Guy Béart
LES ENFANTS DE BOURGEOIS



Les enfants de bourgeois jouent à, jouent à,
Les enfants de bourgeois jouent à la misère.

Ils marchent déguisés en mendiants distingués:
Ça coûte cher les jeans rapiécés.
Ils ont pris nos vêtements, nos bleus et nos slogans.
Leur beau linge les attend chez leurs parents.
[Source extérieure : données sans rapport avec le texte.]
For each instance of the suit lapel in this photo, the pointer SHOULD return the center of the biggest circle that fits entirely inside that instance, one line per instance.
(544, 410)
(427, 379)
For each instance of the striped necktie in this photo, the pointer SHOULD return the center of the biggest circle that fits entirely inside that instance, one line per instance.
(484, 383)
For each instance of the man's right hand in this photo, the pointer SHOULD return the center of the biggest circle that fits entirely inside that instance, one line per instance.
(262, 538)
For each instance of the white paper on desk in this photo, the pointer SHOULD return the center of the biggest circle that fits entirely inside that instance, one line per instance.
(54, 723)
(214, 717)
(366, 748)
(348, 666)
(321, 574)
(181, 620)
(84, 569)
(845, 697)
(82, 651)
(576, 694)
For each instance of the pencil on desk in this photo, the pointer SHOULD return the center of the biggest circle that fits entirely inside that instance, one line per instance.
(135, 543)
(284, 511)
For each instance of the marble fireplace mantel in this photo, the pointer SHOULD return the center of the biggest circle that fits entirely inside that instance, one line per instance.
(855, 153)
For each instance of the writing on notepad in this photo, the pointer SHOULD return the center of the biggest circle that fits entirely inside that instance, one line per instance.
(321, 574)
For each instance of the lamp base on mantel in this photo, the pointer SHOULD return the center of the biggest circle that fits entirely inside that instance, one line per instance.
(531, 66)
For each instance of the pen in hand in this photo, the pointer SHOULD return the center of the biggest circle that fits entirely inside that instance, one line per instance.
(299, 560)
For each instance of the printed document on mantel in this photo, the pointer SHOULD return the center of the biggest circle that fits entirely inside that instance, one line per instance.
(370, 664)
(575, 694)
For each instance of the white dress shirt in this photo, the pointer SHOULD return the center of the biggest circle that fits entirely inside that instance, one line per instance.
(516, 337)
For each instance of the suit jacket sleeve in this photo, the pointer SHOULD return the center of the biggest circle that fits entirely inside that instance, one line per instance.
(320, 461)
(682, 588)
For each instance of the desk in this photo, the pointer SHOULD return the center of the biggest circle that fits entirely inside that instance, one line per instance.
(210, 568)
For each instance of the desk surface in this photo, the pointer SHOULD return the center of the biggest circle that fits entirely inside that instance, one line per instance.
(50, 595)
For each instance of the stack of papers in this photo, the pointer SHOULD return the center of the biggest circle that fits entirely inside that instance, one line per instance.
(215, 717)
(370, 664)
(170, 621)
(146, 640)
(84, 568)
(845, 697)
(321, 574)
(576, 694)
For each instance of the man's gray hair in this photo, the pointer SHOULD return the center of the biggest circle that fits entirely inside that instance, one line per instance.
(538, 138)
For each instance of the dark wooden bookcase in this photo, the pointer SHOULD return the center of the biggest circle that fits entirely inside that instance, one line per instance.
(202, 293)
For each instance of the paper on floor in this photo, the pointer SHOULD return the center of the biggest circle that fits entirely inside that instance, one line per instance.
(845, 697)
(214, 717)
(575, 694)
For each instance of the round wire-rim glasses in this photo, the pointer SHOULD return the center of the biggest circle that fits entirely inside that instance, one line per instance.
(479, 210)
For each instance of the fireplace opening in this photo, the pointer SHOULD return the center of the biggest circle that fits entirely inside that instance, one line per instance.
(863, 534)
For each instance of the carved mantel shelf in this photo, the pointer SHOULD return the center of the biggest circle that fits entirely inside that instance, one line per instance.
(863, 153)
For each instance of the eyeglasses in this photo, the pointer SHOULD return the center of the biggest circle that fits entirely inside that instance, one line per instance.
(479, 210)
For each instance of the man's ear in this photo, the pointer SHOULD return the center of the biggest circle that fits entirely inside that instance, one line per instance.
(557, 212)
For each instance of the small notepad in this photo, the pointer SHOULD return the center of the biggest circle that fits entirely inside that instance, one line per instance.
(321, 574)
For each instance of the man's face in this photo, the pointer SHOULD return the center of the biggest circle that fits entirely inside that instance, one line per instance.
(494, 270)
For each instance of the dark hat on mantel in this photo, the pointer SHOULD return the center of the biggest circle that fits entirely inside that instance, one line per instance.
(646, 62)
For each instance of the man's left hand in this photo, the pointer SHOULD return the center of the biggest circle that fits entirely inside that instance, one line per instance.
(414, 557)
Les enfants de bourgeois jouent à, jouent à,
Les enfants de bourgeois jouent à la vie dure.

Leurs dents ont trop souffert à cause du raisin vert
Que leurs parents ont mangé hier.
Ils viennent, ces chéris, sur nos tables pourries
Poser leurs hauts talons de leurs théories.

Les enfants de bourgeois jouent à, jouent à,
Les enfants de bourgeois jouent à l'herbe verte.

Ils vont planter leur fraise en Ardèche, en Corrèze.
Leur soeur, elle fait du tricot à l'anglaise.
Ils vont, le coeur vaillant, à la ferme dans les champs.
La terre est dure, mais ça ne dure pas longtemps.

Les enfants de bourgeois jouent à, jouent à,
Les enfants de bourgeois jouent à la commune.

Ils font quelques enfants libres et nus soi-disant
Qu'ils abandonnent chez le premier passant.
Ils abritent des chiens, des oiseaux, des copains,
Des chats qui meurent écrasés un par un.

Les enfants de bourgeois jouent à, jouent à,
Les enfants de bourgeois jouent à l'aventure.

Ils traversent les mers, les idées, les déserts.
Quand ça va mal, ils n'ont qu'à changer d'air.
Quand ils crient au secours, voici qu'ils trouvent toujours
Au fond de leur poche leur ticket de retour.

A force de jouer où est, où est,
À force de jouer, où est l'espérance?